Vague, Covid-brained penseé: “Reading Nabokov on Castaway Cay” could be the title of my autobiography.
I’d kind of convinced myself, years ago now, that I was mysteriously immune to Covid-19, because I’d been exposed to it so early and so often as an E.M.T. with the East Hampton Village Ambulance Association. I know the exact date that I transported my first Covid patient: Feb. 28, 2020 — weeks before the authorities caught up with events and acknowledged that Covid was here, among us, on the East End.

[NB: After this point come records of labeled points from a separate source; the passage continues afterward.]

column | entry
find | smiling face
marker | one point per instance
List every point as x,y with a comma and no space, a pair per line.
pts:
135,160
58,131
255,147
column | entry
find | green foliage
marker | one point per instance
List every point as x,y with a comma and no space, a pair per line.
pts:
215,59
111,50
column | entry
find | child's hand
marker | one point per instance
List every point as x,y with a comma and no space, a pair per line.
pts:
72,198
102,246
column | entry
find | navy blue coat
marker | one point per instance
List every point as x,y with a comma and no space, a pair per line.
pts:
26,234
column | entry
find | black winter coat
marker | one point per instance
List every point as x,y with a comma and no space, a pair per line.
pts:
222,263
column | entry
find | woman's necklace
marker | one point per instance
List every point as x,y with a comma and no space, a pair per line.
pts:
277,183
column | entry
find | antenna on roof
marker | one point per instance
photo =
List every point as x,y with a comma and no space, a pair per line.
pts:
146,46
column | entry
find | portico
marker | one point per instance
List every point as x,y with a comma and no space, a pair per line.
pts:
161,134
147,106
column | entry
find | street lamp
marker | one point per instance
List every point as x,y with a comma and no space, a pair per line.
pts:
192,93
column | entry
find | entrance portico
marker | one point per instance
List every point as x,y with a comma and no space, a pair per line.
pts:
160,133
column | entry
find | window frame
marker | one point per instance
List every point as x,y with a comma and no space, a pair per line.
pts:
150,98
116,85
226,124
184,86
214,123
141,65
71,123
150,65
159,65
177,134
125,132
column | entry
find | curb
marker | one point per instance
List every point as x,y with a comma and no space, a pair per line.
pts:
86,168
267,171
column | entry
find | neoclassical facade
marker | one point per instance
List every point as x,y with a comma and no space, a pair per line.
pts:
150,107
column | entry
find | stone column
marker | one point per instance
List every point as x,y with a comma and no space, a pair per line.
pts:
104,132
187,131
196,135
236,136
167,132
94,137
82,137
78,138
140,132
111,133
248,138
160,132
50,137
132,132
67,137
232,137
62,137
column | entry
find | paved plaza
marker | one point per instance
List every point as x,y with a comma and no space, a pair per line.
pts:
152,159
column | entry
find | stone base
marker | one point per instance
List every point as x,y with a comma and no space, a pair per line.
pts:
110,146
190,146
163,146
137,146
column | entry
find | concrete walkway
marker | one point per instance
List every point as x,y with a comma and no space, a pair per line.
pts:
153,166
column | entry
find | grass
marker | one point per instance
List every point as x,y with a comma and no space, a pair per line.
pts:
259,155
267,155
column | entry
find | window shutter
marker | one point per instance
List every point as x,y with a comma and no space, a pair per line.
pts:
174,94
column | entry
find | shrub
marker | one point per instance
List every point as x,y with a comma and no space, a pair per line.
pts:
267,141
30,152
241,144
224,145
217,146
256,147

It was so early that we weren’t even wearing masks when we walked up the front steps into her house. She, the patient, a young mom, was having trouble breathing and would go to the intensive care unit on a ventilator, with heart damage, but she hadn’t traveled to China lately. The protocols lagged. (I remember stepping aside to confer with a fellow E.M.T.: Let’s put on masks, shall we?) It was only later, when that patient survived, that her doctors confirmed the diagnosis. That was a long spring. We were frightened, honestly, those first few weeks, driving to calls, putting on white coveralls like Hazmat suits. It was all so unknown and unknowable, a black vapor of contagion.
How fortunate we are that it has become so mundane. Blessedly boring, I guess.
Friday, the morning the dreaded second vertical line popped up unmistakably on my at-home rapid test, was my birthday, actually. I’m a bit philosophical-minded, even with Covid brain, and I said to myself that this, the birthday I tested positive for Covid, wasn’t the worst of all possible birthdays; I mean, at least something happened. At least it was a memorable one, right? My Covid birthday. Almond came over and left a big bouquet of hydrangeas and a chicken pot pie on my doorstep, and I waved at her through the living-room window, and Teddy baked me a chocolate cake, my favorite, using Hershey’s Syrup. It’s a beautiful birthday cake. I’ve only eaten a few slices, though, since Friday, because try as I might, practically burying my nose in the frosting, I cannot smell the chocolate, and while the texture is perfect, I cannot taste the cake.